These days nearly everyone knows about both the costs involved in buying and selling real estate. For buyers, your primary expenses are going to be your down payment and closing costs that are associated with your home loan. For sellers, there are also closing costs including real estate agent commissions and tax stamps. However, the good news is there can be some savings when it comes to tax deductions for both sides of the transaction. Here is some information to review and make sure you are taking full advantage of your options.

Home Buyer Tax Deductions

Mortgage Interest – Some stipulations may have changed, but deducting your home’s mortgage interest in some capacity is still a healthy savings. For most, this will include nearly all of it. Especially earlier on in your loan’s term, this can be a large deduction.

Property Taxes – Depending on where you live exactly, your property taxes are typically deductible. This is also true for your second home should you have one. In the interest of saving on your actual tax bill, double check to see if you qualify for your town’s exemptions.

Private Mortgage Insurance –  For homeowners with less than 20% equity in their homes, they are required to carry private mortgage insurance or “PMI.” Depending on your income, PMI is usually a tax deductible item. Note: You can terminate PMI once your home has appreciated enough to have met the equity requirements from your particular mortgage lender.

Points – Mortgage points can be a great option as some buyers can buy down their interest rate this way if they anticipate being in their new home long term. Make sure to record any points you have purchased on your taxes for a savings.

Energy Upgrades – There are tax credits available for some energy improvements. Things like solar panels, solar water heaters and similar often have credits available.

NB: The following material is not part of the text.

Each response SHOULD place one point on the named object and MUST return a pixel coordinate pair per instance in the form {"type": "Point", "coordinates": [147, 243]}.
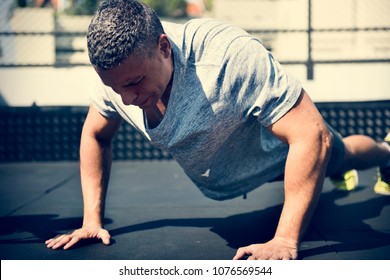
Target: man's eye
{"type": "Point", "coordinates": [134, 83]}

Check with your accountant for ones that are currently offering the most incentives.

Home Equity Loan – Before you consider charging a large home improvement project on a credit card, consider taking out a home equity loan or HELOC. Just like interest on your primary mortgage, this is very similar where you can deduct the interest on your taxes.

Home Seller Deductions

Closing costs – Most costs related to the sale including legal fees, escrow fees, advertising costs, real estate agent commissions and even home staging fees can be deducted on your tax filing.

Home improvements – If you make improvements to your home to make it more marketable like painting and/or repairs then you can deduct these so long as you made these within 90 days of closing. Make sure to keep your receipts!

Mortgage interest – You can deduct the interest on your primary mortgage (up to a max of $750,000) for the portion of the year that you owned your property.

Capital gains – This is more of an exclusion rather than a deduction. If you have lived in your home at least two of the past five years, then you can exclude up to $250,000 of profit gains on your property or up to $500,000 if you are married.